Effect of pH Alkalinity on Gold Leaching

The role pH has in affecting gold leaching rates by cyanide and the functions of calcium hydroxide in cyanidation are as follow:

1.  For safety and to prevent loss of cyanide by hydrolysis.
2. To prevent loss of cyanide by the action of carbon dioxide in the air.
3. To decompose bicarbonates in mill water before using it in cyanidation.
4. To neutralize acidic compounds such as ferrous salts, ferric salts, and magnesium sulphate in mill water before adding it to the cyanide circuit.
5. To neutralize acidic constituents in the ore.
6. To neutralize acidic compounds resulting from the decomposition of various minerals in the ore, in cyanide solutions.
7. To aid in the settlement of fine ore particles so that clear pregnant solution can be separated from cyanided ore.
8. To improve extraction when treating ores containing, for example, tellurides, ruby silver, which decompose more readily at higher alkalinities.
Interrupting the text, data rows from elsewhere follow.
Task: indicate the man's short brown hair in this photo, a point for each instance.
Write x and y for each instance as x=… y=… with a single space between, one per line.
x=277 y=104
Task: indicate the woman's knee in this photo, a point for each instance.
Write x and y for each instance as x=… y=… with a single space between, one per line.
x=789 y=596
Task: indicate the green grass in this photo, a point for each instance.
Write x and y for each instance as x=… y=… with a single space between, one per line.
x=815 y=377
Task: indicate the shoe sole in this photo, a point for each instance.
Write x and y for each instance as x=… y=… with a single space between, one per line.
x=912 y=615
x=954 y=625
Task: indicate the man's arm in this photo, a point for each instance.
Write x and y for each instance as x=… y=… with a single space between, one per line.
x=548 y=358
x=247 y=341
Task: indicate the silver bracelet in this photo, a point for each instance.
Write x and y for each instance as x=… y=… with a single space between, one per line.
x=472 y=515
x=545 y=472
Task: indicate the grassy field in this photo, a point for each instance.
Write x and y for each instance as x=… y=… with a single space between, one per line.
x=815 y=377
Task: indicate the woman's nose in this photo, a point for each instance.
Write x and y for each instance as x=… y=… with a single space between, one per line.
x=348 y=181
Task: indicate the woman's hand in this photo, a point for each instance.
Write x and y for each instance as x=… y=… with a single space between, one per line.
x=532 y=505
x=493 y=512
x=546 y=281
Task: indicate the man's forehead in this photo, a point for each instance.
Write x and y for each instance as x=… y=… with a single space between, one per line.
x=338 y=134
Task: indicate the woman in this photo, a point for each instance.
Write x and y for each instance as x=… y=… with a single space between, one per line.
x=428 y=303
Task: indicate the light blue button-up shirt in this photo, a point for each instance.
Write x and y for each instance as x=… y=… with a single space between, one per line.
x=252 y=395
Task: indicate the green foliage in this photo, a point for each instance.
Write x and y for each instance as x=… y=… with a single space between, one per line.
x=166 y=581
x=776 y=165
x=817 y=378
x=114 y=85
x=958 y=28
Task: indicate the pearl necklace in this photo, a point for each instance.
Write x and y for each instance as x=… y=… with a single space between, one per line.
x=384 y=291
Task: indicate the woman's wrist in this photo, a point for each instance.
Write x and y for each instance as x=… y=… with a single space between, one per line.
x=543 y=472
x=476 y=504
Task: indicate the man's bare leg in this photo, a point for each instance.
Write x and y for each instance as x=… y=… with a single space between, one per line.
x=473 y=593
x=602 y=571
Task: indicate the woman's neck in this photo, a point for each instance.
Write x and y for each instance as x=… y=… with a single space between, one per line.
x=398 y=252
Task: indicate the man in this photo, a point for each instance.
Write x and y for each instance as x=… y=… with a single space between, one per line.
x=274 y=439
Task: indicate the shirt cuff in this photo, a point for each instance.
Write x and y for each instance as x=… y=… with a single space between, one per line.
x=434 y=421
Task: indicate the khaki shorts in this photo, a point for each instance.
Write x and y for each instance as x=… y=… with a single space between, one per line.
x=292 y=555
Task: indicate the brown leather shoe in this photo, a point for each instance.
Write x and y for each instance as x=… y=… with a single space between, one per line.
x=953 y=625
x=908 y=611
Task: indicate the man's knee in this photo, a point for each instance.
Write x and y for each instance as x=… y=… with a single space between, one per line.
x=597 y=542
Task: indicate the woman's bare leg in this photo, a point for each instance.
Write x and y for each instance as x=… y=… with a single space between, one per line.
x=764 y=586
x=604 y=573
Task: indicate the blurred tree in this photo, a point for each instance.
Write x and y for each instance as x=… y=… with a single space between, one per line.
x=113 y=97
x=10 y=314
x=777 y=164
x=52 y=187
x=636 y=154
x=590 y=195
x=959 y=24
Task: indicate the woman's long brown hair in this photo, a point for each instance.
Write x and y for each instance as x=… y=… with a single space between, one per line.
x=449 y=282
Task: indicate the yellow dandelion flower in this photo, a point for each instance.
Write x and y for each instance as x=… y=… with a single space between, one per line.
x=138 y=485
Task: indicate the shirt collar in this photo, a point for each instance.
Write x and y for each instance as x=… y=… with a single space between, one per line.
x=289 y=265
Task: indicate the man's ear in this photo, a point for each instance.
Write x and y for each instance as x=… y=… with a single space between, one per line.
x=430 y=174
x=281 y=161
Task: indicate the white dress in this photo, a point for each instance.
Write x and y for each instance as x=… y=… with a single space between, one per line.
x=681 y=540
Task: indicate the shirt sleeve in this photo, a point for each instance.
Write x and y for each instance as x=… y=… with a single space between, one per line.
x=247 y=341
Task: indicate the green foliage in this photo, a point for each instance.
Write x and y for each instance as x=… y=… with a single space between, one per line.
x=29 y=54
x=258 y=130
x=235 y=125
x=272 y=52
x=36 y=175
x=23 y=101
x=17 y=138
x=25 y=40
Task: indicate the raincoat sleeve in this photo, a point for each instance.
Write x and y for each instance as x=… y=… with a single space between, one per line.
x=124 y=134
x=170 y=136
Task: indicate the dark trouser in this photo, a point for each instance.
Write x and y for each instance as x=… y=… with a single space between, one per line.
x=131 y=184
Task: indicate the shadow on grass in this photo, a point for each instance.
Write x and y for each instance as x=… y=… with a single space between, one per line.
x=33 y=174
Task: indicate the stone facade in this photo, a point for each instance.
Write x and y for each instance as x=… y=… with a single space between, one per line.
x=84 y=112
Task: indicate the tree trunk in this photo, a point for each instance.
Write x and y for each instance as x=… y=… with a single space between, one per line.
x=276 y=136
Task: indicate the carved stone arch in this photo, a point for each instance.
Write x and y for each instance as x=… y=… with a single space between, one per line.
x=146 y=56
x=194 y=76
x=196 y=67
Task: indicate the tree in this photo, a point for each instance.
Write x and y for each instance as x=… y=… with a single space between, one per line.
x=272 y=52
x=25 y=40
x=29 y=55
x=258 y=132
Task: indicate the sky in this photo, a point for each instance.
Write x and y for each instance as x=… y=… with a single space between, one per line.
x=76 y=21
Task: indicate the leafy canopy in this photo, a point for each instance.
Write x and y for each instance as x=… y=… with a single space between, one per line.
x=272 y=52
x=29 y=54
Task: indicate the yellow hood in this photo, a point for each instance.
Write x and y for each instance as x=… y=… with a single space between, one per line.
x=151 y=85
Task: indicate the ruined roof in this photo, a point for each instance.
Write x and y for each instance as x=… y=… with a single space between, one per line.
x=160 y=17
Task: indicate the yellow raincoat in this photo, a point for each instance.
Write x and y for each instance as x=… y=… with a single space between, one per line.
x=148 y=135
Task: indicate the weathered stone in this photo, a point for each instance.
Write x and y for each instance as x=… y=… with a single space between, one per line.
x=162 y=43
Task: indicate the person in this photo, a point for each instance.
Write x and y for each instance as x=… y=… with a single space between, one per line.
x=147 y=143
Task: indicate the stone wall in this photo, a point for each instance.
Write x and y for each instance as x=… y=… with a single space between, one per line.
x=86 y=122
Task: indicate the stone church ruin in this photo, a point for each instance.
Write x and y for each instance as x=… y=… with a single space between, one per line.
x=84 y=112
effect_of_pH_on_gold_and_silver_leachingIn some instances, for specific purposes, protective alkalinity in the cyanide solution is maintained by the use of other alkalies such as sodium hydroxide and sodium carbonate. These alkalies, however, usually are not effective settling agents. Although the use of an alkali is essential in cyanidation, many investigators have stated that alkalies such as sodium hydroxide, and particularly calcium hydroxide, retard the dissolution of gold in cyanide solutions. Researchers investigated the effect of calcium hydroxide and sodium hydroxide on the rate of dissolution of gold in cyanide solutions containing 0.10% NaCN. Their work was done on gold discs having a surface area of 10 sq. cm.; 100 ml. of cyanide solution was used and this was aerated continuously throughout the tests. They found that when using calcium hydroxide, the rate of dissolution decreased rapidly when the pH of the cyanide solution was close to 11 and dissolution was practically negligible at a pH of 12.2.

The effect of sodium hydroxide was much less pronounced; the rate of dissolution did not begin to slow up until a pH of 12.5 was reached and even at a pH of 13.4 dissolution was much more rapid than dissolution in a solution of the same cyanide strength containing calcium hydroxide at a pH of 12.2. The effect of the calcium ion on the dissolution of gold was then investigated by adding calcium chloride and calcium sulphate to a cyanide solution. Neither of these salts affected the rate of gold dissolution to any appreciable extent. The solubility of oxygen in cyanide solutions containing various amounts of calcium hydroxide was determined, but no appreciable difference was found between one containing no calcium hydroxide and one containing 0.105 per cent. The investigators concluded that the great reduction in the rate of dissolution of gold in sodium cyanide solutions caused by the addition of calcium hydroxide is due neither to lower solubility of oxygen in the solutions nor simply to the presence of calcium ions. Apparently both calcium and hydroxyl ions must be present to produce the full effect. It should be pointed out, however, that in treating a relatively large piece of gold with a small volume of cyanide solution under theoretical conditions, an effect such as that of alkalinity may be greatly exaggerated as.compared with practical conditions.